Xando Franzolim – A criatividade é um asset humano. Mencionei semiótica e reforço novamente o assunto: o ser humano tem bagagem, repertório e história. Você pode programar essas informações em uma IA, mas dificilmente (para não soar prepotente e afirmar categoricamente) alguém conseguirá transformar em algoritmo a forma como costuramos as informações, os improvisos, as famosas “boas sacadas” — e isso faz diferença. Creio que a febre da AI tenha feito a ferramenta entregar muito conteúdo pasteurizado e pouco criativo, o que traz aquele véu de “isso foi feito com AI”, e isso é um valor negativo quando falamos de criatividade. Em Cannes Lions este ano, por exemplo, vi projetos com IA que preservaram a criatividade humana e conquistaram a atenção, então creio que essa exigência por criação humana seja uma forma da demanda cobrar pelo uso responsável da IA.
VoxNews – A campanha “The Shakespeare BIC” uniu IA e curadoria humana e conquistou três Leões em Cannes. Que aprendizados essa experiência trouxe sobre integrar inovação tecnológica e sensibilidade artística?
Xando Franzolim – Aqui a VML Brasil foi mestra. Trabalhar com os manuscritos de Shakespeare dentro de três recursos de IA foi uma escolha que, a meu ver, otimizou o processo de interpretação e resposta da IA para apresentar os primeiros resultados. Mas não parou por aí, pois eles também tinham um especialista em caligrafia para revisar, validar ou corrigir as respostas da IA. Para mim, foi um belíssimo aprendizado sobre uso perfeito de dados (manuscritos de Shakespeare), interpretação de dados (IA reconstruindo partes perdidas) e criação (especialista em caligrafia, desenho das letras finais e ilustrações feitas por um artista e ilustrador).
VoxNews – Como a pluralidade no time da OIO influencia a direção de arte e o resultado dos projetos?
Xando Franzolim – Alcance. Com diversidade de estilos, referências, formação e bagagem profissional, oferecemos ao mercado uma amplitude criativa no universo da ilustração, abrangendo diversos tipos de entregas e atendendo aos mais diversos briefings. Nossa diversidade é combustível criativo.
VoxNews – Muitos trabalhos da OIO carregam conexões emocionais profundas, como a capa da biografia do Martinho da Vila ou as ilustrações para fãs na CCXP. Qual é o papel desse vínculo afetivo na força de uma imagem?

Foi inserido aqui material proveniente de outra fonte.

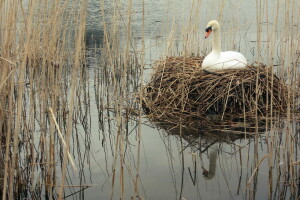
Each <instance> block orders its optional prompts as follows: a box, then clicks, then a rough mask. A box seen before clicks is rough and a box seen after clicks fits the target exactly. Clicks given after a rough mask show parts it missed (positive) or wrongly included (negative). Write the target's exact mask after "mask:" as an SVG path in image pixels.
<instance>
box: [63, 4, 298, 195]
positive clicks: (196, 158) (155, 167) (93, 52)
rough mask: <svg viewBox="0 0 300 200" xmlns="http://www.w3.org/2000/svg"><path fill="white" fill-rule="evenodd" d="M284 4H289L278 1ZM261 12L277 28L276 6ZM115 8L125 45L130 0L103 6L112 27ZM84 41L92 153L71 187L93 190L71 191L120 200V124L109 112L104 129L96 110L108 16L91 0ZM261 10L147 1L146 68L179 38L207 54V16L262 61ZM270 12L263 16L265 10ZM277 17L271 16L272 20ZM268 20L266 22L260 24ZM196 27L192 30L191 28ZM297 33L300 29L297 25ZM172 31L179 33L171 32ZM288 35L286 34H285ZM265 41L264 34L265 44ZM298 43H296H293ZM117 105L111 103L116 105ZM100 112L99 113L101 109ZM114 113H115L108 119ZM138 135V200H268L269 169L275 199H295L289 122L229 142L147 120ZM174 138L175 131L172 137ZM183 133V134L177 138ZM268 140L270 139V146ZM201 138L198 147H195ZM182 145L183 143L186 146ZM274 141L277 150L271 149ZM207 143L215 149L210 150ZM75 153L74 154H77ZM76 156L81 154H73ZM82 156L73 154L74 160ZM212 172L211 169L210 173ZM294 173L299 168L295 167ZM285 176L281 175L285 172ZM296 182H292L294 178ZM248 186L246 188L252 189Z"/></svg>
mask: <svg viewBox="0 0 300 200" xmlns="http://www.w3.org/2000/svg"><path fill="white" fill-rule="evenodd" d="M280 4H284V3H283V2H280ZM263 6H264V9H266V10H268V11H269V12H270V13H269V15H270V21H269V22H268V23H267V22H263V23H262V25H261V26H262V28H263V31H267V27H268V28H269V29H270V30H269V31H271V30H272V28H273V24H274V23H275V22H274V20H272V17H273V16H274V13H275V10H276V5H275V4H274V3H273V2H269V5H268V7H267V8H266V4H263ZM113 8H114V9H115V10H116V12H117V13H120V14H121V16H123V17H124V18H123V19H122V18H120V19H119V21H118V22H119V23H120V28H119V30H120V32H121V33H120V35H121V36H120V37H121V38H119V39H120V40H121V43H120V44H121V46H122V40H124V38H125V36H126V31H125V30H126V17H127V15H126V12H127V8H128V3H127V2H123V4H122V6H118V7H116V4H115V3H114V2H113V1H112V2H105V20H107V22H108V23H110V24H112V23H115V22H112V17H113V15H114V13H113ZM88 10H89V14H88V21H87V23H88V25H87V44H88V47H89V50H88V51H89V54H88V59H89V66H88V67H89V68H90V70H89V76H88V82H89V85H88V86H87V88H89V91H90V93H89V94H90V100H91V102H90V105H89V108H88V110H89V112H90V113H89V114H88V117H89V126H90V127H91V128H90V133H88V136H87V134H86V131H85V129H84V127H81V128H80V127H79V128H78V129H79V130H78V132H79V140H80V141H81V142H82V144H86V142H84V141H86V140H87V139H88V140H89V144H88V147H87V146H82V149H81V150H82V151H85V150H87V149H88V152H89V153H87V154H86V156H87V157H86V159H84V162H83V163H79V162H78V161H76V164H77V166H78V165H79V166H80V169H82V171H79V173H76V172H71V176H70V177H71V178H70V180H69V181H70V183H72V184H73V185H79V184H81V185H92V187H89V188H87V189H86V190H84V192H83V193H81V194H74V195H72V197H74V199H76V198H78V199H79V198H80V197H84V198H86V199H110V197H111V191H112V190H113V191H114V194H113V199H119V197H120V196H121V194H120V191H121V189H120V177H121V175H120V158H119V157H118V158H117V162H116V178H115V185H114V189H112V167H113V163H114V160H113V159H114V157H113V156H114V155H115V153H116V152H115V149H114V148H115V142H116V133H117V128H116V126H115V125H116V122H115V121H114V120H112V122H111V124H110V125H111V127H109V125H108V120H107V118H108V117H109V116H108V113H107V112H106V111H104V112H103V113H102V114H103V115H104V116H106V118H105V117H104V119H105V120H104V129H103V127H102V125H101V123H99V118H100V115H101V114H99V111H98V110H97V104H96V101H97V99H96V96H95V94H94V83H95V82H96V81H95V79H94V77H95V74H96V73H97V72H98V68H99V66H100V65H99V62H100V61H98V60H97V57H98V56H99V57H100V55H101V53H99V52H96V53H95V50H94V47H99V46H100V45H101V43H102V41H103V26H102V22H103V17H102V16H101V7H100V2H98V1H93V0H91V1H90V2H89V4H88ZM257 12H258V11H257V9H256V5H255V2H250V1H242V2H240V1H201V2H200V1H187V0H184V1H179V0H174V1H167V0H158V1H146V2H145V46H146V51H145V62H146V66H147V68H150V69H151V64H153V62H154V61H155V60H157V59H159V58H160V57H163V56H165V55H166V54H167V53H169V54H173V55H176V54H178V53H179V52H182V50H183V49H184V48H183V45H182V44H183V43H184V42H183V41H182V36H183V35H184V34H187V33H189V32H190V33H192V35H193V36H194V37H195V38H196V39H194V41H193V42H191V43H190V46H189V49H188V51H190V52H196V53H199V54H205V53H206V52H208V51H209V48H210V41H209V40H205V39H204V29H205V25H206V23H207V22H208V21H209V20H210V19H220V18H221V19H222V20H220V21H221V26H222V30H223V36H222V41H223V43H222V45H223V49H224V50H225V49H226V50H232V49H234V50H238V51H240V52H242V53H243V54H244V55H245V56H246V57H247V59H248V62H249V63H251V62H254V61H255V60H257V59H258V56H257V50H256V49H257V23H256V16H257ZM132 13H133V15H132V28H131V30H132V38H133V39H132V42H133V43H134V44H135V45H134V47H135V48H136V49H135V50H140V49H141V36H142V23H141V20H142V4H141V2H140V1H134V2H133V6H132ZM264 13H265V12H264ZM284 13H285V8H283V7H280V10H279V15H280V16H281V17H280V18H279V23H278V28H277V29H276V30H277V32H276V34H275V41H274V42H275V44H276V47H277V50H276V51H275V52H276V53H275V54H274V64H279V63H280V56H279V55H280V54H281V51H282V49H281V48H280V46H281V45H282V40H283V37H282V36H280V34H282V31H283V28H284V21H283V19H282V17H283V16H284ZM271 16H272V17H271ZM262 21H264V20H262ZM189 23H191V25H190V26H189V27H192V29H191V30H189V29H188V28H187V25H188V24H189ZM296 29H297V31H298V32H299V27H298V26H297V27H296ZM172 30H175V31H174V32H173V33H172ZM171 36H172V40H173V41H174V44H173V46H172V49H173V51H171V52H168V50H167V49H168V48H167V46H168V44H167V43H168V40H169V39H170V37H171ZM284 37H285V36H284ZM267 38H268V36H267V35H266V34H265V33H264V34H263V33H262V39H261V40H262V41H265V40H266V39H267ZM295 39H296V38H295ZM266 49H267V44H266V43H264V42H262V45H261V56H260V59H261V60H265V59H266V51H267V50H266ZM150 73H151V70H146V71H145V74H146V75H145V76H146V77H145V79H146V80H147V79H149V74H150ZM111 104H112V102H111ZM100 113H101V112H100ZM112 116H113V113H111V115H110V117H112ZM143 122H144V125H143V126H142V132H141V139H142V141H141V159H140V169H139V174H140V183H139V195H140V197H142V199H179V198H180V197H182V199H186V200H189V199H267V198H268V191H269V188H270V182H269V173H270V172H269V166H270V165H272V166H273V167H274V168H273V170H272V173H273V175H272V176H271V177H273V179H272V180H271V185H272V186H273V190H272V195H271V197H273V198H274V199H285V198H286V199H293V198H295V196H290V194H291V192H290V187H288V186H287V183H286V182H284V181H283V177H285V175H284V174H285V173H286V169H287V168H288V166H287V158H286V156H287V154H286V149H285V147H286V146H285V144H286V137H285V135H286V132H285V130H286V129H287V126H288V124H287V123H286V122H284V121H283V122H277V123H276V124H275V125H274V126H273V127H272V128H271V129H270V130H269V131H265V133H262V134H260V135H259V136H257V138H242V139H236V140H226V141H227V142H215V140H214V139H212V138H207V137H206V138H201V137H200V138H195V139H194V140H193V141H194V142H191V141H186V140H185V139H183V140H181V139H180V137H179V136H176V133H175V135H168V134H167V133H166V132H165V131H164V130H160V131H159V130H158V129H157V128H155V127H154V126H153V125H152V124H151V123H150V122H148V121H147V118H146V117H145V118H144V119H143ZM136 125H137V124H136V122H135V121H132V122H129V123H128V127H127V129H128V130H129V131H128V133H130V134H128V137H127V138H126V141H127V142H126V145H125V149H126V150H125V155H124V163H125V166H124V176H123V178H124V183H125V190H124V197H125V199H130V198H131V197H132V196H134V183H133V181H132V180H134V179H135V175H136V160H137V140H136V135H137V126H136ZM289 127H290V128H291V130H292V132H291V134H293V135H294V137H295V138H297V137H298V135H299V124H298V123H296V122H293V123H291V124H289ZM173 134H174V133H173ZM177 135H179V133H177ZM270 140H271V141H272V142H270ZM195 141H196V142H195ZM181 142H182V143H181ZM270 144H272V145H273V146H272V147H270ZM294 145H295V146H294V147H295V149H294V160H295V161H296V160H299V156H298V154H297V153H295V152H297V151H298V150H299V145H298V144H297V143H296V144H294ZM207 146H210V148H208V149H206V147H207ZM183 147H184V150H182V148H183ZM74 151H76V150H74ZM270 151H271V152H273V154H272V155H271V156H270V157H271V159H270V163H268V158H266V159H264V160H263V161H262V162H261V164H260V166H259V170H258V171H257V174H255V176H253V177H252V174H253V172H254V171H255V168H256V165H257V163H258V162H257V161H260V160H261V159H262V158H263V157H264V156H265V155H267V154H268V153H270ZM75 155H76V154H75ZM76 159H78V158H76V156H75V160H76ZM210 168H211V169H210ZM204 169H206V170H208V171H209V172H208V173H209V174H208V176H207V177H206V176H204V175H202V173H203V171H205V170H204ZM295 170H298V167H297V166H295ZM281 173H282V174H281ZM290 178H291V177H290ZM248 182H249V185H247V184H248ZM78 190H79V189H77V188H76V189H70V190H69V189H66V194H72V193H75V192H76V191H78Z"/></svg>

Xando Franzolim – Sempre buscamos manter o profissionalismo e a qualidade, independentemente do envolvimento emocional. Visto isoladamente, um projeto pode parecer mais pragmático e frio do que quando se conhece a história por trás dele. Em produções comerciais, o foco precisa estar no público da marca, e o excesso de emoção pode atrapalhar ao criar algo que atende mais (ou apenas) a quem produz do que para a marca e seu público. Por isso, o ideal é canalizar essa emoção de forma construtiva, usando-a para enriquecer a pesquisa e orientar a execução.
VoxNews – Na sua visão, qual será o papel da ilustração autoral nos próximos anos, diante da expansão das ferramentas de IA generativa no mercado publicitário?

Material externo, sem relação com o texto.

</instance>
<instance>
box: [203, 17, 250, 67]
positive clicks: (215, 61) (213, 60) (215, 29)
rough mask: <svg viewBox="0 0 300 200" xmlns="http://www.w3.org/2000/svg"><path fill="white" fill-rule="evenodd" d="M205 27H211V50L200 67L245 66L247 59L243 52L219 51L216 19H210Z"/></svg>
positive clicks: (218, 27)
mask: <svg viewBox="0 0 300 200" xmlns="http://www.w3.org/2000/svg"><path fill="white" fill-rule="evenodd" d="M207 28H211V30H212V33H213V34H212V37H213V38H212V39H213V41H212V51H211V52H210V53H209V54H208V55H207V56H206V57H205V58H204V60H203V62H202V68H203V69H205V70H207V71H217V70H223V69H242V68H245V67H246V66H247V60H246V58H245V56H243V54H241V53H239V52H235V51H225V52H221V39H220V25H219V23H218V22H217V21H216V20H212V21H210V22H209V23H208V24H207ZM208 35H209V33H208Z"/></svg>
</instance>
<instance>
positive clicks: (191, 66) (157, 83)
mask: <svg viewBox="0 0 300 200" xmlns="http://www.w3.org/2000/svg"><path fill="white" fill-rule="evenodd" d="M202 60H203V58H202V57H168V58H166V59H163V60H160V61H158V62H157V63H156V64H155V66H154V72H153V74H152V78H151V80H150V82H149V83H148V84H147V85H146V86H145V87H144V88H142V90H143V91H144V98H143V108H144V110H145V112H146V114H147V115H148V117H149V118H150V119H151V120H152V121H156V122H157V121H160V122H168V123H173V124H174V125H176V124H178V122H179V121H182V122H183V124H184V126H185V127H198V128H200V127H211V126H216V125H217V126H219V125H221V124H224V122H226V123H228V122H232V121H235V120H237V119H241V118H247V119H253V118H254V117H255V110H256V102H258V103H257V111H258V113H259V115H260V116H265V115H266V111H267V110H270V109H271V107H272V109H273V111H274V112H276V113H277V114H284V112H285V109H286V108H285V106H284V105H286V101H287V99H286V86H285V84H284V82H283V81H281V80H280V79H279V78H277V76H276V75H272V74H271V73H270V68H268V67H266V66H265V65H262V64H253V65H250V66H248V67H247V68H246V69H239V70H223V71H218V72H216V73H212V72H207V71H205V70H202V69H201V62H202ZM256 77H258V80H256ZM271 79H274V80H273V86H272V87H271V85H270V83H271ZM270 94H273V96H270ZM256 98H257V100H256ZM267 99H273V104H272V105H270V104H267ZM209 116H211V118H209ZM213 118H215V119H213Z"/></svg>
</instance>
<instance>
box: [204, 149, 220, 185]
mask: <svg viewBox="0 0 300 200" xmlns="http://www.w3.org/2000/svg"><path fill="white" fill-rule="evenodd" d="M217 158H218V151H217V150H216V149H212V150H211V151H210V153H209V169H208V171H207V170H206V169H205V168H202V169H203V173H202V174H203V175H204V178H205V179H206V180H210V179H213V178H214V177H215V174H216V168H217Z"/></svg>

Xando Franzolim – Continuar com seu papel de expressar singularidade, como um antídoto à mesmice de mercado. Um dos motivos pelos quais criei a OIO foi notar a pasteurização de alguns estilos de ilustração em diversas campanhas e conteúdos, com o mesmo traço sendo usado para banco, montadora, bebida ou festival de música, e senti vontade de apresentar um potencial criativo que pudesse oferecer diversidade estética — e essa pasteurização também será característica de quem usa IA como substituto da criação, sem revisar o que está sendo entregue. O mercado pode até abraçar a IA para ganhar escala, mas, quando precisar gerar emoção, mexer com a cultura ou criar algo que não pareça descartável, vai recorrer ao toque humano, pois ainda não foi possível transformar a ‘boa sacada’ em algoritmo.